New technology could improve clinical trial recruitment

October 24, 2005

CINCINNATI--Electronic medical records are touted as a great way to prevent medical errors, but researchers are reporting that this new technology may also be just what the doctor ordered for clinical trial recruitment.

A new study led by Peter Embi, MD, assistant professor of medicine at the University of Cincinnati (UC) and researcher at UC's Institute for the Study of Health, shows that by using the tools of an electronic medical record system in a new way, it's possible to increase the number of patients who volunteer to participate in clinical studies and generate more referrals from the physician community.

The research, conducted in large part at the Cleveland Clinic, appears in the Oct. 24, 2005, edition of the Archives of Internal Medicine.

"The success of clinical trials depends on the timely recruitment of enough eligible subjects," said Dr. Embi. "Researchers spend a lot of time and effort trying to find subjects for their studies, but most traditional recruitment methods aren't very effective."

Even in fields like oncology, where clinical trial enrollment for all eligible patients is considered the goal, as few as 2 percent of patients participate, the report says.

"We wanted to find another way to increase study recruitment across the board, using technology that will soon make its way into many outpatient clinics," said Dr. Embi.

Dr. Embi and his team carefully monitored a full year of traditional recruitment (fliers, word of mouth and memorandums) for a trial of patients with type 2 diabetes. At the end of the year, they activated what they call a Clinical Trial Alert (CTA) system.

After the CTA was activated, Dr.

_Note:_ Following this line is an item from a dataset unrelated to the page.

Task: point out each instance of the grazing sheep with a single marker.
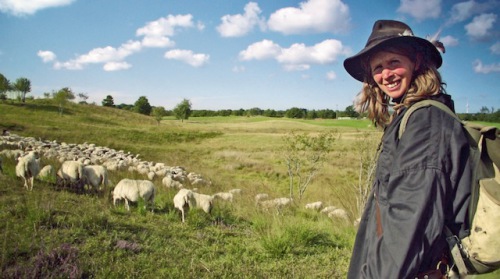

Embi's team noticed an eight-fold increase in the number of physicians referring patients to the trial, and 10 times the number of patients actually referred per month. This increase resulted in a doubling of the study enrollment rate from physician referrals for the specific diabetes trial they were monitoring.

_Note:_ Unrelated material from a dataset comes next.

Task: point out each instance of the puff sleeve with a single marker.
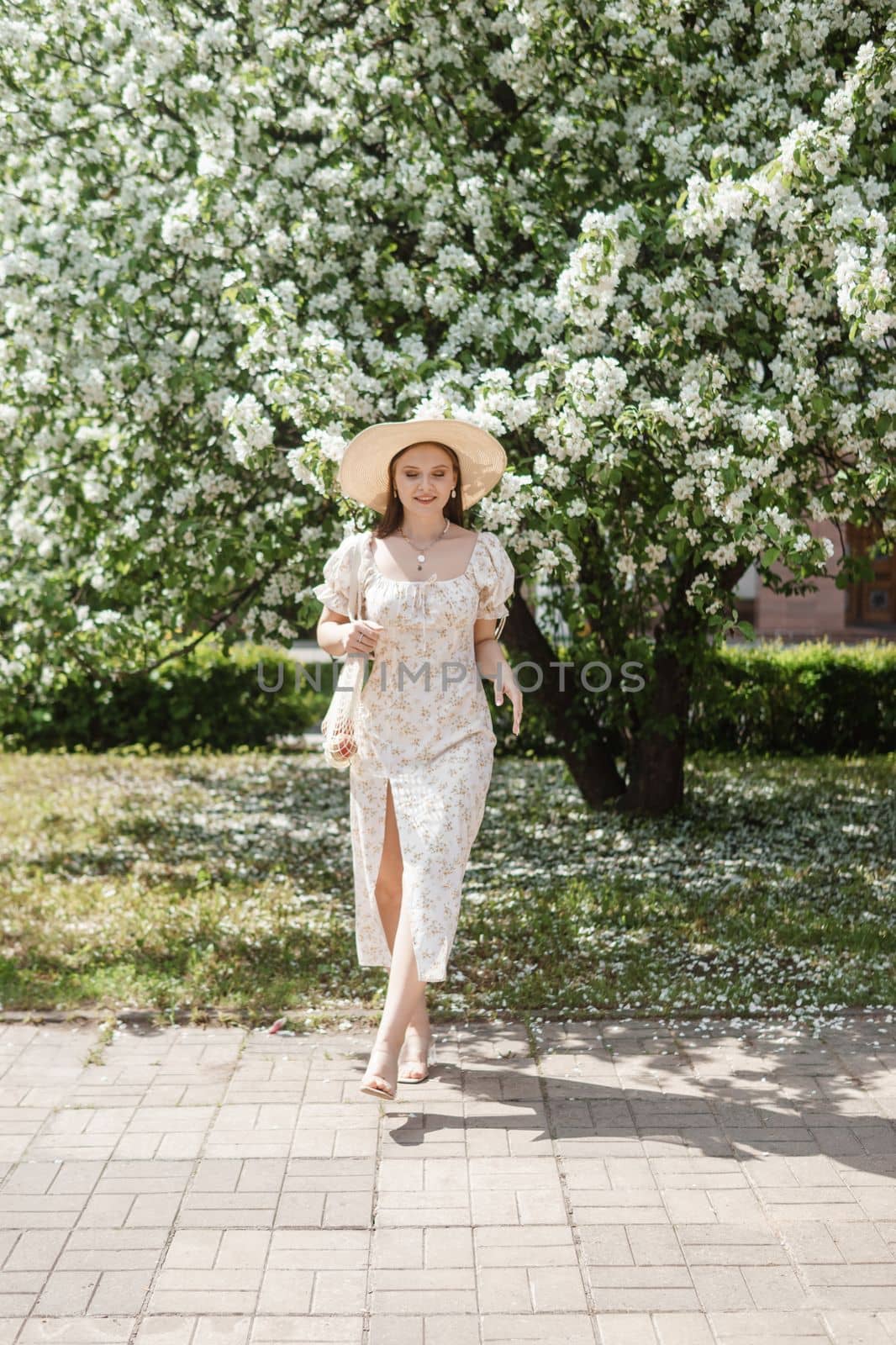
(497, 584)
(334, 591)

The CTA system works by scanning the information a physician keys into a patient's electronic chart. As the physician talks with patients about their medical history and enters information, the CTA system searches for key data that match up with current clinical trials.

If a patient matches a critical portion of a trial's eligibility requirements, the CTA sends an alert--like a pop-up--to the screen of the patient's electronic medical record.

The physician is reminded about the study and can then ask if the patient is interested in being considered for it. If the patient agrees, the physician simply clicks a button to send a message to the study coordinator, who will take it from there. All of this happens within the secure environment of the electronic medical record.

"It's often difficult during a busy office visit to remember what clinical trials are available for your patient, much less find the time to determine whether your patient is actually eligible, discuss the trial and then refer the patient on for possible enrollment," said Dr. Embi. "By leveraging the electronic medical record's capabilities, the CTA made the recruitment process easier and helped many more physicians offer their patients the opportunity to participate in the trial."

Dr. Embi plans to continue research on the CTA system and clinical trial recruitment at the University of Cincinnati and UC Physicians, a multi-specialty practice made up of over 500 University of Cincinnati faculty.

Additional authors include Richard Hornung, DrPH, University of Cincinnati, and Anil Jain, MD, Jeffrey Clark, Susan Bizjack and C. Martin Harris, MD, all of the Cleveland Clinic Foundation.
-end-
The research was funded in part by the National Library of Medicine of the National Institutes of Health.